I’m not gonna give you the whole frame-by-frame of “The Fashion Industry’s Conspiracy To Get Owen Wilson To Try To Kill Himself, Sort Of Like What Happened To Ben Stiller in ‘Zoolander.’” It’s a pretty quick read, so you can head down to TriBeCa and snap it up yourself. The basic gist of the mill is that Wilson was dating Francesca Versace when the story broke that he had been in a concurrent year-long shebang with Kate Hudson. None of that would matter a twit if Francesca wasn’t the niece of Donatella Versace, sister of the late Gianni Versace and Queen of the Versace Empire.
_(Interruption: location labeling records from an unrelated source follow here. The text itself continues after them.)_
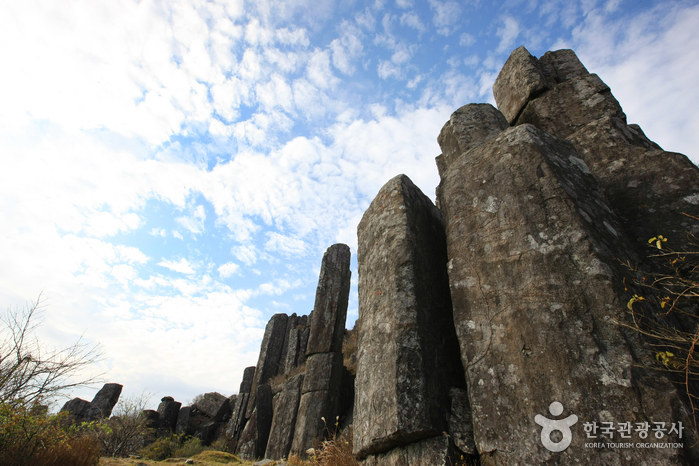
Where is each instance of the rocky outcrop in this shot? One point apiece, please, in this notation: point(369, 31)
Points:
point(104, 401)
point(168, 410)
point(100, 407)
point(648, 188)
point(491, 327)
point(407, 348)
point(286, 405)
point(270, 354)
point(253, 440)
point(534, 271)
point(320, 398)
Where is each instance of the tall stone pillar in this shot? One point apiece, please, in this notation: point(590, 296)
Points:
point(407, 358)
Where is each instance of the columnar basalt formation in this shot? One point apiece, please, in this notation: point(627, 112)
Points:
point(407, 348)
point(285, 405)
point(534, 270)
point(99, 408)
point(648, 188)
point(490, 315)
point(320, 398)
point(270, 354)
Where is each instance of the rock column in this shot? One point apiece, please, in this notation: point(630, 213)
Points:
point(319, 403)
point(536, 283)
point(407, 348)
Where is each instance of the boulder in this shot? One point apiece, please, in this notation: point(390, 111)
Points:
point(270, 354)
point(291, 324)
point(104, 401)
point(183, 426)
point(649, 189)
point(284, 419)
point(536, 281)
point(315, 419)
point(253, 440)
point(469, 126)
point(77, 409)
point(519, 81)
point(168, 410)
point(327, 321)
point(215, 406)
point(435, 451)
point(407, 350)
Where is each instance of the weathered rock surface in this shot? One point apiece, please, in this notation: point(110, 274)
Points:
point(77, 409)
point(648, 188)
point(270, 354)
point(284, 419)
point(407, 347)
point(522, 80)
point(253, 440)
point(168, 409)
point(534, 253)
point(215, 406)
point(435, 451)
point(469, 126)
point(104, 401)
point(329, 314)
point(183, 426)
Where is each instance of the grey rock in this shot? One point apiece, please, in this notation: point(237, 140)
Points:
point(284, 419)
point(648, 188)
point(152, 418)
point(323, 372)
point(469, 126)
point(436, 451)
point(460, 423)
point(315, 419)
point(215, 406)
point(535, 276)
point(104, 401)
point(183, 425)
point(253, 440)
point(519, 81)
point(246, 383)
point(168, 409)
point(77, 409)
point(327, 321)
point(290, 325)
point(270, 353)
point(407, 350)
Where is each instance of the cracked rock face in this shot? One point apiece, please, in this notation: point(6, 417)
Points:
point(533, 268)
point(648, 188)
point(407, 351)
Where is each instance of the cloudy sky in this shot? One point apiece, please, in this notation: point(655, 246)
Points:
point(171, 171)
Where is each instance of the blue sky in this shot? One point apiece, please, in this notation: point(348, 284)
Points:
point(171, 172)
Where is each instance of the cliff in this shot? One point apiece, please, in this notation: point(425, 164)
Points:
point(489, 324)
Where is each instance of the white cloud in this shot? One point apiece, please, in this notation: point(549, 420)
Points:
point(508, 33)
point(228, 269)
point(319, 71)
point(246, 254)
point(286, 245)
point(412, 20)
point(194, 223)
point(651, 63)
point(466, 39)
point(446, 16)
point(347, 48)
point(181, 266)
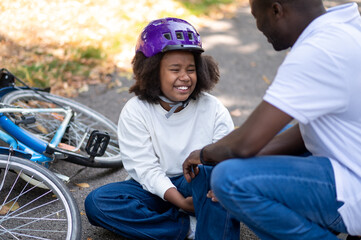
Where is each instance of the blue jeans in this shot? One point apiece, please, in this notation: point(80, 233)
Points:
point(127, 209)
point(281, 197)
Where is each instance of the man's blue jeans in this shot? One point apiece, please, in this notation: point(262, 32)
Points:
point(129, 210)
point(281, 197)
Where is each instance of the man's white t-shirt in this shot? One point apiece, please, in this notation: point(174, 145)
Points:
point(319, 84)
point(154, 147)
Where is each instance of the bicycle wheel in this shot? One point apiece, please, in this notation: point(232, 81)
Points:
point(83, 123)
point(30, 212)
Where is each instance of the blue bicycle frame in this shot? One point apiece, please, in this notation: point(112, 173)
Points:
point(22, 140)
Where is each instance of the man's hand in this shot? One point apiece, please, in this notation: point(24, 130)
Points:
point(188, 205)
point(173, 196)
point(211, 195)
point(190, 165)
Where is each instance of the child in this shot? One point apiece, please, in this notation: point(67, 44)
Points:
point(170, 116)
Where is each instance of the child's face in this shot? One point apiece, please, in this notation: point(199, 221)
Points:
point(178, 76)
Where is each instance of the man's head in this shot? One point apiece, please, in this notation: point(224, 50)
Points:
point(282, 21)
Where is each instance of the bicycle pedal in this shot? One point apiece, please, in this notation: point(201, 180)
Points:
point(97, 143)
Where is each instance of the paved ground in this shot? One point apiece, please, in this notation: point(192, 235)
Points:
point(247, 63)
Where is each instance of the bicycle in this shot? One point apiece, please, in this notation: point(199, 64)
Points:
point(45, 128)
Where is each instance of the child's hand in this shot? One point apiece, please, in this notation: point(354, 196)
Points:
point(190, 165)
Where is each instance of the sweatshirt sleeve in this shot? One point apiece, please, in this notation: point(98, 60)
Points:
point(138, 155)
point(223, 124)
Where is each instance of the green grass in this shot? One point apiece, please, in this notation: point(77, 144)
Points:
point(200, 7)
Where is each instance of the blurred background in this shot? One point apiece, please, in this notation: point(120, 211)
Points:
point(71, 44)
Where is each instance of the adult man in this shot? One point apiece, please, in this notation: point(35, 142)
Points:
point(286, 195)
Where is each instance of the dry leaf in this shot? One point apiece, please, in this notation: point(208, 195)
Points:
point(10, 206)
point(41, 128)
point(82, 185)
point(236, 113)
point(66, 146)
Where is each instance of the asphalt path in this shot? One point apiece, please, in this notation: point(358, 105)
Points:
point(247, 64)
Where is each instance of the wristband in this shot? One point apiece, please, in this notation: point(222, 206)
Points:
point(203, 161)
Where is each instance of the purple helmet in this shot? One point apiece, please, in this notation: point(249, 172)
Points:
point(168, 34)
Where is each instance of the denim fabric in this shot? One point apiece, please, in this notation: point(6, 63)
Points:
point(281, 197)
point(213, 221)
point(127, 209)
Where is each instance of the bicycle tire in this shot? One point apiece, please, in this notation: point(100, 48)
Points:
point(30, 212)
point(85, 117)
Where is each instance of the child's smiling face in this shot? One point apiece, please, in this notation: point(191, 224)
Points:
point(178, 75)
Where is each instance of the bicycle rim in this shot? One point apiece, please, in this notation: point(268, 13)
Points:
point(30, 212)
point(85, 121)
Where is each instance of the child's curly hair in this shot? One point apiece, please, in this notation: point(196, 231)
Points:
point(147, 80)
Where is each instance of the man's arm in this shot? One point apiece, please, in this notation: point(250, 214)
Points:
point(252, 138)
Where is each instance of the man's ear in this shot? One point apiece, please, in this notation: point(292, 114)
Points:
point(277, 9)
If you need me to connect the dots for you after THAT bombshell, you should go back to Sunday school. This here’s the school of Friday, and it’s never going to pat you on the back and feed you applesauce.
Suffice it to say, they didn’t succeed in their plot to fit Owen with a 24-hour satin-lined heart-shaped box. And if I were Steve Coogan, I’d watch my back.
So, that’s how it goes. You figure something all out, and then it turns out there was a comic book that figured it out before you did. Isn’t that just the way. A dick works for the rich and the mysterious, a comic book conspiracist works against them. But everybody shuffles the same sidewalk. Sniffs the same trash. Pees in the same alley.
I flip a quarter onto the checkout desk on my way out.
“Thanks for the memories,” I say to the hooded-kids and the clerk in his nifty Buddy Holly specs.
“That magazine is $4.50,” the clerk says to me.
“I’ll be seeing you,” I say.
“Wait,” the clerk says. But a dick waits for nothing. Or at least, not much.
Guess it’s time to tell Love she doesn’t owe me Jack-Nicholson. Isn’t that just the way. The New York pavement is wet with a funny kind of half-rain. I turn the collar flaps up and head into the weather.
Guess it’s time to send my bill to Gather and hope for the best.
Not like a dick hopes for anything.
The wind hits my face.
Or at least, not much.
Inevitable Epilogue: There’s plenty of good gossip for the having out in Hollywood, and I’ll be back with more of it next week. In the meantime, you simply MUST check out Britney Spears’ performance at the Video Music Awards on YouTube. An amazing architecture of dancers, camera angles, costumes and lights… and in the middle of it all, one barely-dancing, hung-over broad, barely lip-syncing. Tragicomedy gold.